Cell-based therapies, involving tissue engineering represent interesting and potentially important strategies for treatment of patients with various disorders. Here, using a detergent-enzymatic method we prepared an intact 3-dimensional scaffold of an extracellular matrix (ECM) derived from a human cadaver donor trachea, which we repopulated with autologous stem cells and implanted into a 76-year old patient with tracheal stenosis including lower part of the larynx.

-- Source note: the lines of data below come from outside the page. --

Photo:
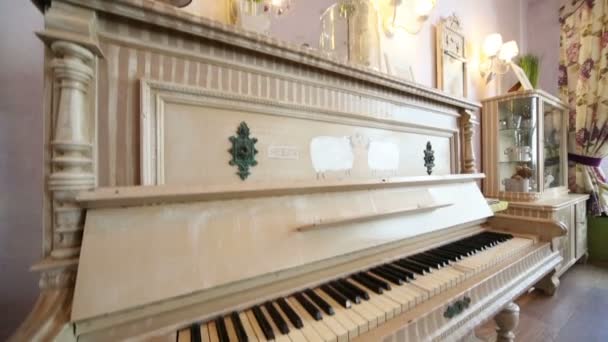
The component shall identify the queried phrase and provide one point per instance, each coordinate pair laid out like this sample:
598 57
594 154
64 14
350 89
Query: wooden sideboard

Although the graft provided the patient with an open airway, a week after surgery, the mucous membrane of the graft was covered by a 1-2mm thick fungal infection, which was treated with local and systemic anti-fungal therapy. The airway lumen was postoperatively controlled by fiberbrandoscopy and found stable and sufficient. However, twenty-three days later the patient died due to cardiac arrest but with a patent, open, stable tracheal transplant and intact anastomoses. Histopathological results of the transplanted tracheal graft at autopsy showed a squamous but not ciliated epithelium, neovascularization, bundles of -sma positive muscle cells, serous glands and nerve fibres with S-100 positive nerve cells in the submucosa and intact chondrocytes in the cartilage. Our findings suggest that although autologous stem cells- engineered tracheal matrices may represent a tool for clinical tracheal replacement. Further preclinical studies are required for generating functional airway grafts and long term effects of such grafts.